Kamis, 18 April 2013

Parental alienation Memoir review-a father's Heartbreak

Memoirs, Michael Jeffries, heartbreak of a family-a parent’s introduction to parental alienation, describes his transition from beloved father, exiled to the provider. It is a painful but compelling reading. The book is part ‘ Dear Diary ‘, the therapist/patient relationship and part academic treatise on neurosis and personality disorders that led to living hell that Jeffries skilled and in some ways is still alive.

Like a pointillist painting, where further back you go, the clearer the picture becomes parental alienation, is a series of seemingly innocent more doublings, or concerns for the welfare of the child; It’s just when the points are connected that you see the full picture.

Jeffries went by the American dream of loving wife and two boys to parental alienation’s nightmare, which is a situation where one parent, usually the mother, works actively to destroy the relationship between the other parent and the child. The son at the same time loving, was turned against him by an ex-wife whose fears of abandonment and insecurity destroyed the relationship between father and son.

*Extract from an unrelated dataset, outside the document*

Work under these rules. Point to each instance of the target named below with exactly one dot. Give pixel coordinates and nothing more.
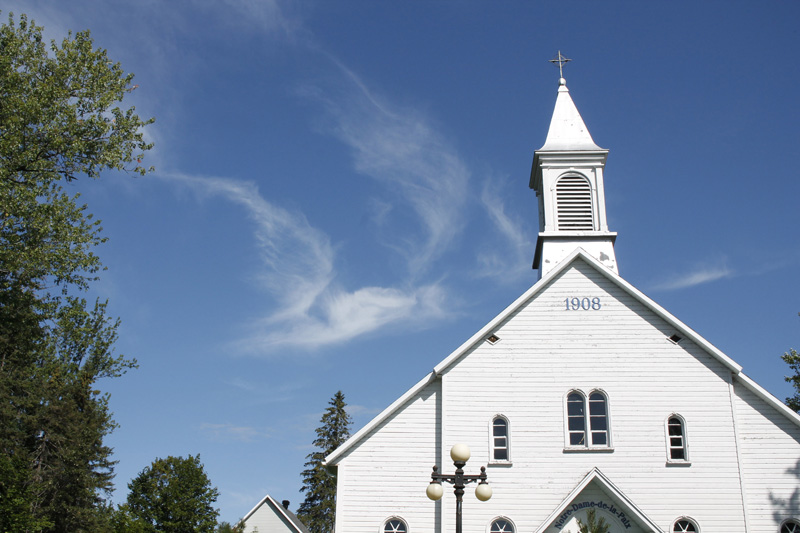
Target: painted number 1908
(582, 304)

When Jeffries decided it was time to move on from his marriage, he unknowingly tripped a trigger wire for emotional imbalance of his ex-wife, which led to recording their youngest son in his psychosis. Started with his 11-year-old boy sleeping in his bed, and continued to the point that the parent-child relationship has been strained to the breaking point.

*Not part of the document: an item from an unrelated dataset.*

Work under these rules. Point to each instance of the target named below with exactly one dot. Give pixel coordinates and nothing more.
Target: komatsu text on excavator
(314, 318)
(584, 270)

In agonizing detail, Jeffries defines the progression of his son’s youth lover conversion to a teenager emotionally exhausted that simply cannot tolerate the pain during contact with the father. In unusually clear language, Jeffries explains the transformation of his son and the tactics used by his ex-wife to create transformation.

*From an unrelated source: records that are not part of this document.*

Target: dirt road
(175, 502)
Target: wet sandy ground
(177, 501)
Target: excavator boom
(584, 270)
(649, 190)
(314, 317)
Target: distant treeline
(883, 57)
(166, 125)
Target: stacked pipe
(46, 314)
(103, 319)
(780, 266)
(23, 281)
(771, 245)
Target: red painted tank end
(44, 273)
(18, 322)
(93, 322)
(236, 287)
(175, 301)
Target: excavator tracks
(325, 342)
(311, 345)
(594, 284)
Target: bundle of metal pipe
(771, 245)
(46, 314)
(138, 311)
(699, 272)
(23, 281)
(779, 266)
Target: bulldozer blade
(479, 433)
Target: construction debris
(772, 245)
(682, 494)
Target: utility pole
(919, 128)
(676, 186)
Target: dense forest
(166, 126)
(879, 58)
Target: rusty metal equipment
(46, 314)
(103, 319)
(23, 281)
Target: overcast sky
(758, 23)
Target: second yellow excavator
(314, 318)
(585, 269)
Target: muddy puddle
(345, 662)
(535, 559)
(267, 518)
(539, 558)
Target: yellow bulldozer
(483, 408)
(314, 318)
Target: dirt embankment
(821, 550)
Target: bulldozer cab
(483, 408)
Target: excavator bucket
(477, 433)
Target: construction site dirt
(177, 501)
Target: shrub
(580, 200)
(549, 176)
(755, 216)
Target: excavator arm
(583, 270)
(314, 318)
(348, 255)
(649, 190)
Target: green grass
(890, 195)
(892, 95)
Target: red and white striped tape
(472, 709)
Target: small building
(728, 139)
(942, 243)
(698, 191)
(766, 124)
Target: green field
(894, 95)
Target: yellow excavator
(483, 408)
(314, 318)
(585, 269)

Details of seemingly harmless actions of a parent worried, Jeffries is able to connect the dots of how a mother who turned her son against his father. Paints a picture of powerlessness of the court system to help him, based on the inherent bias of the courts in favour of the mother, and the difficulty in attacking what appears to be nothing more than a mother’s concern for the welfare of his children. Nobody wants to believe a mother could be so devious, tricky and dangerous, but it can be.

This book is an excellent exploration into the twistedness of “Wonderland” is the parental alienation. The lies, the deceptions and volcanic eruptions of anger for apparently minor transgressions, these are the battles in a war without winners.

For every man who is enduring this hell, to every lawyer who fights this form of child abuse and for all practitioners who have to treat children damaged side, this book should be a resource before in their armament.

In clear, concise language, Dr. Joel Davies and Michael Jeffries explain both the real effects and underlying motivations for subconscious this form of abuse.

These cases are difficult to prove, because on the surface, everything looks essentially normal. It is only when you connect the dots, you can see the whole picture. As stories as Jeffrie are made public, will increase awareness, and hopefully, fathers and their children can be reunited, or better yet, never separated.